Best approach to download variably named CSV file from FTP and insert into existing table?

  • I need to create a daily transaction that does the following:

    1: Downloads a file from a client's FTP site (note the directory will contain files named FILE_20150101.txt, FILE_20150102.txt, FILE_20150103.txt - so I'll need to figure out how to include logic so that the file with today's date is the file that's downloaded.

    2: The pipe separated values in the file will then be inserted into a table with today's date

    3: This data will then be appended to an existing table which contains all the data from all previous dates.

    Any guidance/advice is greatly appreciated. Thank you for your time.

  • This can all be done in SSIS (if that's the tool that you choose to use). Here's a general list of steps.

    variables:

    Current Date - as an expression to return current date formatted as you need

    Source File Name - as an expression and concatenate the date with the base file name that you are using

    Destination file name - as an expression and concatenate the file name and the date with the directory that you are going to download to.

    Dated table name - as an expression and concatenate your table name and date together to create the dated table name that you are importing to.

    Create table SQL - as an expression, concatenate your table name and the "CREATE TABLE" SQL coded needed to create the dated SQL table

    Connection Managers: FTP connection manager and SQL Server connection manager

    Tasks:

    FTP task: set the source as a variable and map it to your file name variable.Set the destination as a variable and map it your destination file name variable.

    SQL task: Create the dated table name here using your create table SQL variable

    Data Flow Task: task to import the downloaded file to the dated table name.
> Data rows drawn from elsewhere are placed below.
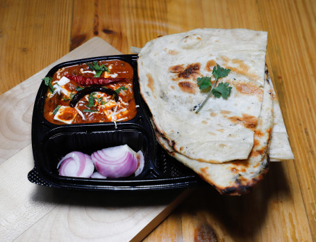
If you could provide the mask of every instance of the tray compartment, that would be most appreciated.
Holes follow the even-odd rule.
[[[65,66],[103,60],[122,60],[134,70],[133,92],[138,113],[126,122],[94,124],[55,124],[44,118],[48,87],[42,83],[38,92],[32,120],[32,147],[35,166],[28,177],[43,186],[76,190],[133,191],[160,190],[195,186],[201,182],[193,171],[180,163],[160,147],[149,118],[151,114],[142,100],[138,83],[137,55],[100,56],[60,63],[47,76]],[[44,77],[44,76],[43,76]],[[80,151],[88,154],[106,147],[127,144],[134,151],[142,150],[145,166],[135,177],[118,179],[86,179],[58,175],[57,164],[67,153]]]

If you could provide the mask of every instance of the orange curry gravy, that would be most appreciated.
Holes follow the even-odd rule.
[[[75,107],[70,107],[69,102],[74,95],[80,88],[89,86],[81,86],[74,81],[65,79],[65,77],[63,80],[69,81],[67,83],[59,86],[56,83],[67,74],[90,78],[94,76],[95,71],[93,73],[87,64],[63,67],[54,74],[51,81],[55,93],[49,90],[49,87],[47,91],[44,107],[46,120],[53,124],[63,124],[126,121],[135,117],[137,110],[133,92],[133,67],[119,60],[101,60],[98,63],[100,66],[104,64],[110,70],[110,72],[102,72],[100,77],[127,79],[128,81],[119,81],[101,86],[113,90],[124,87],[119,90],[118,102],[115,102],[113,95],[94,92],[81,98]]]

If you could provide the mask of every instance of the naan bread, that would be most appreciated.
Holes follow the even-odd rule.
[[[264,177],[268,170],[267,151],[273,125],[272,92],[267,80],[260,115],[254,130],[254,145],[249,156],[245,160],[212,164],[190,159],[174,151],[154,128],[157,140],[171,156],[192,169],[221,194],[240,195],[248,193]]]
[[[280,105],[278,98],[273,87],[272,81],[267,72],[265,70],[266,79],[272,88],[273,97],[273,116],[274,124],[272,129],[272,137],[270,142],[269,155],[271,161],[281,161],[284,160],[294,159],[290,142],[288,140],[288,132],[286,131],[285,124],[284,124]]]
[[[263,31],[203,29],[160,37],[142,49],[141,94],[177,154],[211,163],[249,157],[263,103],[266,43]],[[216,63],[231,70],[219,79],[233,87],[231,95],[212,97],[196,114],[207,95],[196,79],[211,76]]]

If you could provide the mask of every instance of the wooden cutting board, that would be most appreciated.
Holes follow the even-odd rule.
[[[139,241],[190,193],[74,191],[28,182],[31,118],[41,79],[64,61],[120,54],[94,38],[0,95],[0,240]]]

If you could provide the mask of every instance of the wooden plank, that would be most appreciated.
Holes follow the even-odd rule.
[[[31,144],[34,100],[41,79],[51,67],[67,60],[119,54],[96,37],[0,95],[0,163]]]
[[[0,95],[69,52],[72,11],[69,0],[1,1]]]
[[[19,151],[7,159],[3,156],[13,150],[6,147],[1,150],[1,240],[140,240],[190,193],[187,189],[130,194],[78,192],[42,187],[28,181],[27,172],[33,167],[33,159],[30,145],[31,115],[26,113],[33,108],[41,78],[63,61],[119,54],[104,40],[94,38],[0,96],[0,110],[5,114],[1,119],[1,132],[9,129],[18,137],[21,130],[26,129],[19,139],[12,135],[8,136],[10,139],[0,136],[2,145],[15,144],[13,151]],[[10,98],[13,93],[16,94],[14,102]],[[26,99],[24,93],[32,97]],[[18,107],[15,111],[23,111],[24,120],[17,118],[21,113],[11,113],[15,106]]]
[[[295,156],[291,165],[298,175],[312,234],[316,238],[316,2],[258,1],[258,5],[263,24],[269,29],[268,51],[275,86]],[[295,175],[292,170],[289,171]]]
Your destination table will be set to the table name variable. Add a step in here to copy the dated table name data to the single archive table. (or you can do this in a SQL task with the SQL statement loaded from a variable)

    I'd add in file archiving steps too. And I'd set up my SSIS package to use a configuration table. Make sure you set your package properties to delay validation since your objects won't exist at start of runtime.

    I'm pretty sure that there are several lengthy tutorials on how to do this process. I'd recommend more Googling on your part.

    Thanks,

    MWise

  • Oddly enough, I've never used SSIS for such a thing. Here are the steps I've taken in the past.

    1. Today's date is turned into the expected file name... using T-SQL.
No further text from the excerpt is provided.